Likewise, Call believes "we'll see participation across a broad spectrum of Republicans. A couple of years ago, the Tea Party movement brought some important energy to our side, and I think that was another reflection of a more broadly held sentiment -- that the government had gotten too big, that spending is out of control, that the federal debt is astronomical and continues to grow under Obama's watch, and that we need to change directions. And what I've seen over the last year or two is that the vast majority of Tea Party-oriented activists who got involved for the first time in the 2010 campaign have become more integrated within the Republican Party structure, and understand that in order to advance and impact the agenda and the process, the best way to do it is through the political party organization.
Rick Santorum during an April 2011 visit to the GOP Club. Will the caucus draw more presidential hopefuls to Colorado?
"That's really the most practical opportunity to defeat Barack Obama and change the direction of the country -- which is why I'm not seeing any kind of traction for a third party or independent-type run. Everybody knows that will only divert votes away from defeating Barack Obama in the fall."

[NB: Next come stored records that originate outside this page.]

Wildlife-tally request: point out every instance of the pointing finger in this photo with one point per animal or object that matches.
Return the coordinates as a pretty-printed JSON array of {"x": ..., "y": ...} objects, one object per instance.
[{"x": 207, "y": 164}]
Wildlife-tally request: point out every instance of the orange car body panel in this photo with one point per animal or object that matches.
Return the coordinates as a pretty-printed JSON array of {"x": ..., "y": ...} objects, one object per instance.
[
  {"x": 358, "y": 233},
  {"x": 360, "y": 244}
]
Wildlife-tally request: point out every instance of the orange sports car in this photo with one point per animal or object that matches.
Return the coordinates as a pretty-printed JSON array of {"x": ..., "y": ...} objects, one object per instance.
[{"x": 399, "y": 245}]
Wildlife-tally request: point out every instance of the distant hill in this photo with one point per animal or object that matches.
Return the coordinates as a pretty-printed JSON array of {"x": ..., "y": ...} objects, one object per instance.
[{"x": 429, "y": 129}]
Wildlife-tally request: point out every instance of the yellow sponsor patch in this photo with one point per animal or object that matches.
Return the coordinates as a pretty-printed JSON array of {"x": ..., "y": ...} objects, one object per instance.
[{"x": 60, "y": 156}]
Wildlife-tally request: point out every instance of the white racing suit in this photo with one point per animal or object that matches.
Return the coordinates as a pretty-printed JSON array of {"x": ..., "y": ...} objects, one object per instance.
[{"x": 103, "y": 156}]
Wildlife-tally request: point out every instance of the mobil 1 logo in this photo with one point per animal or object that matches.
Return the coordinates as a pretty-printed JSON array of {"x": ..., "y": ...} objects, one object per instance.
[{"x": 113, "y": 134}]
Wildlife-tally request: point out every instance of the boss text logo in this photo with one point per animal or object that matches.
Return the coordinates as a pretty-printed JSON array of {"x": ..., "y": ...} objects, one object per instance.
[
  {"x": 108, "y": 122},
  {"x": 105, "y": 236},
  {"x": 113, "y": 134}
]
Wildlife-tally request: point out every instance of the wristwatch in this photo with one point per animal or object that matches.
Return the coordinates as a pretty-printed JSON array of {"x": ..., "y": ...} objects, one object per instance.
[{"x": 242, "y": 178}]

At the same time, Call admits that no one among the current slate of Republican candidates has a monopoly on Colorado hearts and minds thus far. "The passion and enthusiasm I'm seeing is a passion to change the direction of the country by defeating Barack Obama," he allows. "And the engagement has been about who's going to be the strongest candidate to defeat Barack Obama and still be able to advance a philosophy of reform, economic growth, job creation and accountability back to government."
As for the nuts and bolts of taking part in the caucus, Call says, "The best way is for folks to show up at their local precinct caucus." There, attendees "will vote in the presidential preference poll as well as the election of committee people -- local party leaders who'll be responsible for coordinating voter registration and get-out-the-vote efforts in your neighborhood for the next two years. Then they'll elect delegates from that precinct to attend assemblies and vote on the designation of candidates to the Republican primary election ballots."
Problem is, as Call acknowledges, "most counties are finalizing precinct boundaries this week, and some of the boundaries are a little bit in a state of flux. So we've developed a new system that will make it super-easy to find out what your caucus location is. You'll go to our new website" -- Caucus.ColoGOP.org -- "and put in your address to preregister. When the location is set, we'll send you an e-mail. You'll also have a contact person in your local county or neighborhood, and in the next couple of weeks, we'll be posting YouTube videos, FAQ documents and samples of what a caucus agenda looks like, so voters will become familiar with the caucuses work."
Seeing politics up-close isn't always pretty -- but Call feels caucus virgins who give it a try will be pleasantly surprised. "If your only exposure to politics is what we see on the news and in those commercials, you'll like this system," he says. "This gives folks a chance to talk to their neighbors about the election and engage in dialogue that's going to be critical if we're going to turn this country around."